The moral of the story, of course, is that selfless behavior is rewarded. By acting to save the life of his friend, he ends up saving both of their lives. If he had acted to save his own life, both he and the girl would have died. Only by acting against his own apparent interests can the boy has all of his wishes realized.

This moral message is fairly common, particularly in children’s literature. Adults sell the ideal of altruism to children by giving it an egoistic veneer. They claim that rewards will be heaped upon those who act selflessly. Those rewards may come from God after death, from other people, or even from psychological satisfaction. Those rewards may be delayed, but they will come. In essence, this dressed-up altruism asserts that the best way to obtain happiness is to not pursue it. Or even more strongly: the best way to obtain happiness is to pursue the happiness of others at the expense of one’s own happiness.
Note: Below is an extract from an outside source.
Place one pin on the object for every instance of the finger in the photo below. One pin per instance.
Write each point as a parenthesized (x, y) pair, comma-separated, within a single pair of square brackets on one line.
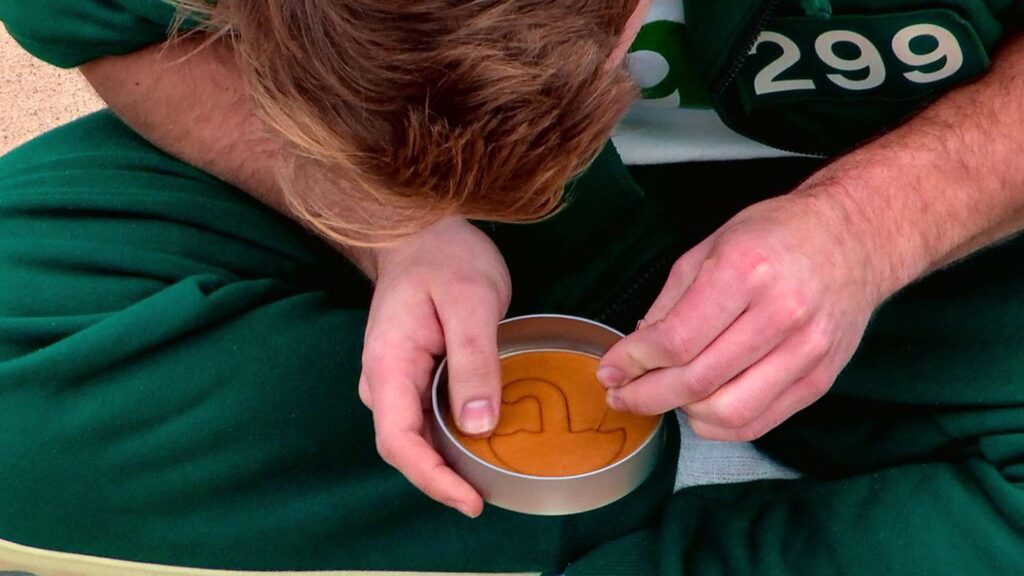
[(469, 318), (701, 315), (745, 398), (798, 397), (680, 278), (401, 444), (752, 337), (366, 396)]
Of course, when the issue is put so starkly it seems rather ridiculous. Imagine a person who has $50 in his wallet. He wants to buy a $75 gift for his beloved wife. Would the best way to acquire the extra $25 be to give away the $50 dollars he has? Should he then expect to magically receive $75 back? Or should he just directly pursue the needed $25 by going to the ATM and removing the funds from his account? Obviously, we get the stuff we want by pursuing it, not renouncing it. That’s how life works.
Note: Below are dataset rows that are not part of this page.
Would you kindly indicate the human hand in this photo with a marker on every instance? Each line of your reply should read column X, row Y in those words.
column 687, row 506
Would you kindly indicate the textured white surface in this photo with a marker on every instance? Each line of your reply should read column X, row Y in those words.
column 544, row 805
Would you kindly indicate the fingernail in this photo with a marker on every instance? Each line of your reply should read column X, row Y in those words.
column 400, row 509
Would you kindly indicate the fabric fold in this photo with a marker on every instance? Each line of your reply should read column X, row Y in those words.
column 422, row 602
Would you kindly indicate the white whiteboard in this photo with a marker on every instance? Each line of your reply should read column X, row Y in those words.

Two objections could be made to this simple observation when applied to happiness. First, we do occasionally receive good stuff unexpectedly, like an inheritance from an aunt we never knew existed. Such gains cannot be relied upon, precisely because they are unexpected and unusual. Most of the time, we must work to achieve what we want. Second, some people pursue their happiness in all the wrong ways, thereby making themselves miserable. But the irrationality of some people’s means of acquiring something says nothing about the actual value of that thing. Just because some people attempt to obtain a job by threatening lawsuits doesn’t mean that pursuing a job is bad.

Altruism, if presented honestly, would advocate the sacrifice of oneself to others as an end-in-itself. To motivate altruism with hope or expectation of reward, as the cartoon did, is to appeal to egoism. But egoism and altruism are not compatible, no matter how often people accept the silly contradiction. Kant understood this problem, which is why his moral theory seems so harsh and extreme. He, at least, was consistent on this issue. (Although not well-grounded, as Will Wilkinson argues in this essay.)

I’m not advocating any form of psychological egoism. People clearly can and do act against their interests, both in full knowledge and in ignorance. My point is rather that to make altruism a palatable moral theory for a wide audience, its advocates must sugar-coat it with a veneer of self-interest. They must promise people rewards for their sacrifices. They falsely promise a positive cost-benefit analysis in the long run. Why? Because naked altruism would be abhorrent to most even moderately self-respecting people.

But by dressing up the wolf in sheep’s clothing during childhood, the indignity of altruism remains hidden from the sight of most people.